Atruvia AG
- Company type: Aktiengesellschaft (AG)
- Industry: IT Services
- Headquarters: Karlsruhe, Baden-Württemberg, Germany
- Key people: Martin Beyer (chairman); Ulrich Coenen (chairman); Daniela Bücker; Birgit Frohnhoff; Jörg Staff; Ralf Teufel;
- Number of employees: 4,608 (2020)
- Website: atruvia.de

= Atruvia =

IT service provider

Atruvia AG is the IT service provider of the German Cooperative Financial Group.
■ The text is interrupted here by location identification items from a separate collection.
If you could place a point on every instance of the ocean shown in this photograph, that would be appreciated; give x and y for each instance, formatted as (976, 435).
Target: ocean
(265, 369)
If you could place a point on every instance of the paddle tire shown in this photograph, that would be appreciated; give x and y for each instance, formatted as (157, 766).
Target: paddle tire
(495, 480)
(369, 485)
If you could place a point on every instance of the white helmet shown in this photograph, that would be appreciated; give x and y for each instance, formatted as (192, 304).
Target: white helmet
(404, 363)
The company based in Karlsruhe and Münster with further offices in Munich, Frankfurt and Berlin employs currently more than 4,600 staff (more than 6,700 including subsidiaries), generating an annual turnover of around 1.7 billion Euros.
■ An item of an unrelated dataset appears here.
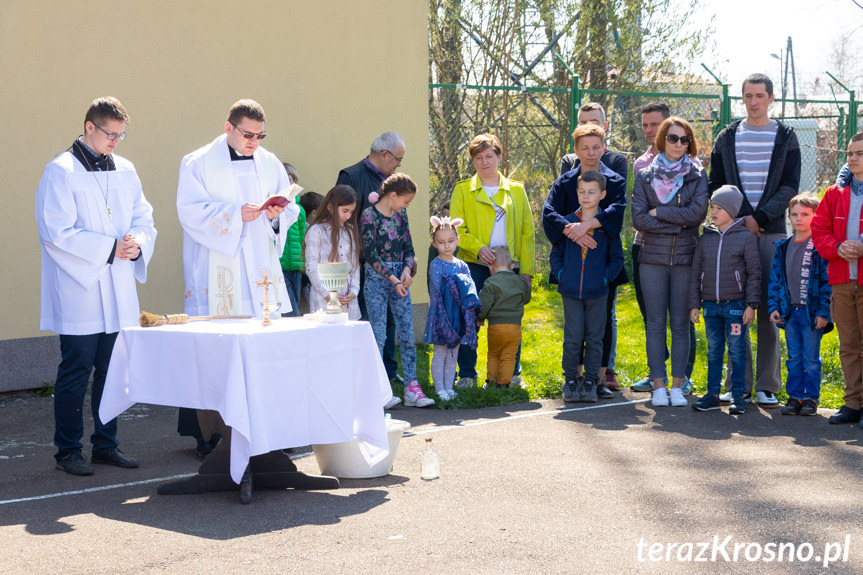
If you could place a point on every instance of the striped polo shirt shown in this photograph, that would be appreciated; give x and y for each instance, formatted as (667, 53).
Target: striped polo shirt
(753, 146)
Among Atruvia's customers are almost all members of the German Cooperative Financial Group, further companies from the Genossenschaftliche FinanzGruppe, as well as numerous private banks and companies from other business segments, such as the German automobile club (ADAC).
Atruvia provides IT services for 169,000 banking work stations, administers roughly 82 million banking accounts and ensures comfortable cash supply by providing 34,000 ATMs and self-service terminals all across Germany. In its four high-security data processing centres.

== History ==
After talks concerning a possible merger of Fiducia IT AG (IT service provider for cooperative financial network in southern Germany, based in Karlsruhe) and GAD eG (the equivalent in northern Germany, based in Münster) had failed in previous years, negotiations were again picked up in late 2013. This time, both companies came to an agreement, resulting in the respective supervisory boards giving their assent in October 2014, followed by the owners of both companies in November and December 2014 respectively. The merger was finalized on 1 July 2015.

== Services offered ==
Atruvia currently operates two core banking applications "agree21" and "bank21". The banks associated with the former GAD eG currently employ the core banking application “bank21”, whereas the application used by those banks associated with the former Fiducia IT AG was called “agree”. By 2019 all German Volksbanks and Raiffeisenbanks are to be migrated to the new joint banking application “agree21”, which is primarily based on agree.

Atruvia AG also provides data centre services, a range of IT solutions including outsourcing, support and training, IT infrastructure services and hardware products.